This repository provides you cdk scripts and sample code on how to implement end to end pipeline for replicating transactional data from MySQL DB in one VPC to Amazon Kinesis Data Streams in other VPC with Amazon Data Migration Service(DMS).

Architecture

Below diagram shows what we are implementing.

aws-dms-with-multiple-vpcs-arch

⚠️ For testing easily, Aurora MySQL is provisioned in a public subnet. However, in production environment, you should provison the Aurora MySQL in a private subnet.

The cdk.json file tells the CDK Toolkit how to execute your app.

This project is set up like a standard Python project. The initialization process also creates a virtualenv within this project, stored under the .venv directory. To create the virtualenv it assumes that there is a python3 (or python for Windows) executable in your path with access to the venv package. If for any reason the automatic creation of the virtualenv fails, you can create the virtualenv manually.

Creating a new VPC

To manually create a virtualenv on MacOS and Linux:

$ cd datalake-vpc
$ python3 -m venv .venv

After the init process completes and the virtualenv is created, you can use the following step to activate your virtualenv.

$ source .venv/bin/activate

If you are a Windows platform, you would activate the virtualenv like this:

% .venv\Scripts\activate.bat

Once the virtualenv is activated, you can install the required dependencies.

(.venv) $ pip install -r requirements.txt

To add additional dependencies, for example other CDK libraries, just add them to your setup.py file and rerun the pip install -r requirements.txt command.

At this point you can now synthesize the CloudFormation template for this code.

(.venv) $ export CDK_DEFAULT_ACCOUNT=$(aws sts get-caller-identity --query Account --output text)
(.venv) $ export CDK_DEFAULT_REGION=region-name
(.venv) $ cdk deploy --require-approval \
               DataLakeVPC

Let's get NAT gateway public ips from the new VPC.

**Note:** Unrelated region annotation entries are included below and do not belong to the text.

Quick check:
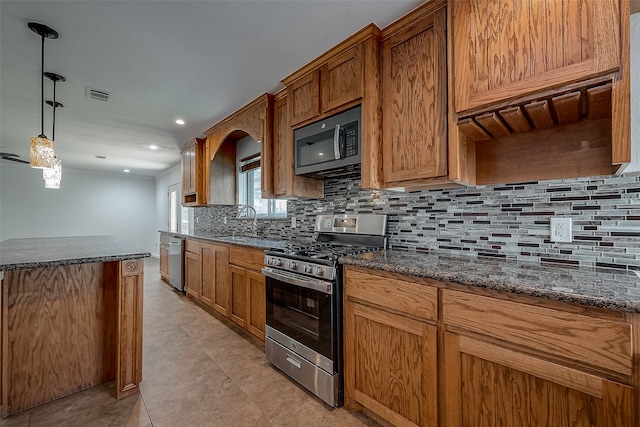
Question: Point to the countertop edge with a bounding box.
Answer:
[158,230,298,250]
[0,252,151,271]
[339,255,640,313]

(.venv) $ aws ec2 describe-nat-gateways --region region-name --filter Name=vpc-id,Values=your-vpc-id | jq -r '.NatGateways | .[] | .NatGatewayAddresses | .[] | .PublicIp'
34.xxx.xxx.xxx
52.xxx.xxx.xxx

Creating Aurora MySQL cluster

  1. ℹ️ Create an AWS Secret for your RDS Admin user like this:

    (.venv) $ cd ../source-db
    (.venv) $ pwd
    ~/aws-dms-with-multiple-vpcs/source-db
    (.venv) $ aws secretsmanager create-secret \
       --name "your_db_secret_name" \
       --description "(Optional) description of the secret" \
       --secret-string '{"username": "admin", "password": "password_of_at_last_8_characters"}'
    

    For example,

    (.venv) $ aws secretsmanager create-secret \
       --name "dev/rds/admin" \
       --description "admin user for rds" \
       --secret-string '{"username": "admin", "password": "your admin password"}'
    
  2. Create an Aurora MySQL Cluster

    (.venv) $ pwd
    ~/aws-dms-with-multiple-vpcs/source-db
    (.venv) $ pip install -r requirements.txt
    (.venv) $ cdk deploy \
                  -c vpc_name='your-existing-vpc-name' \
                  -c db_secret_name='db-secret-name' \
                  -c db_cluster_name='db-cluster-name' \
                  -c db_access_allowed_ip_list=NAT-Public-IPs
                  DmsSourceDbStack
    

In order to set up MySQL, you need to connect Aurora MySQL cluster on either your local PC or a EC2 instance.

Confirm that binary logging is enabled

  1. Connect to the Aurora cluster writer node.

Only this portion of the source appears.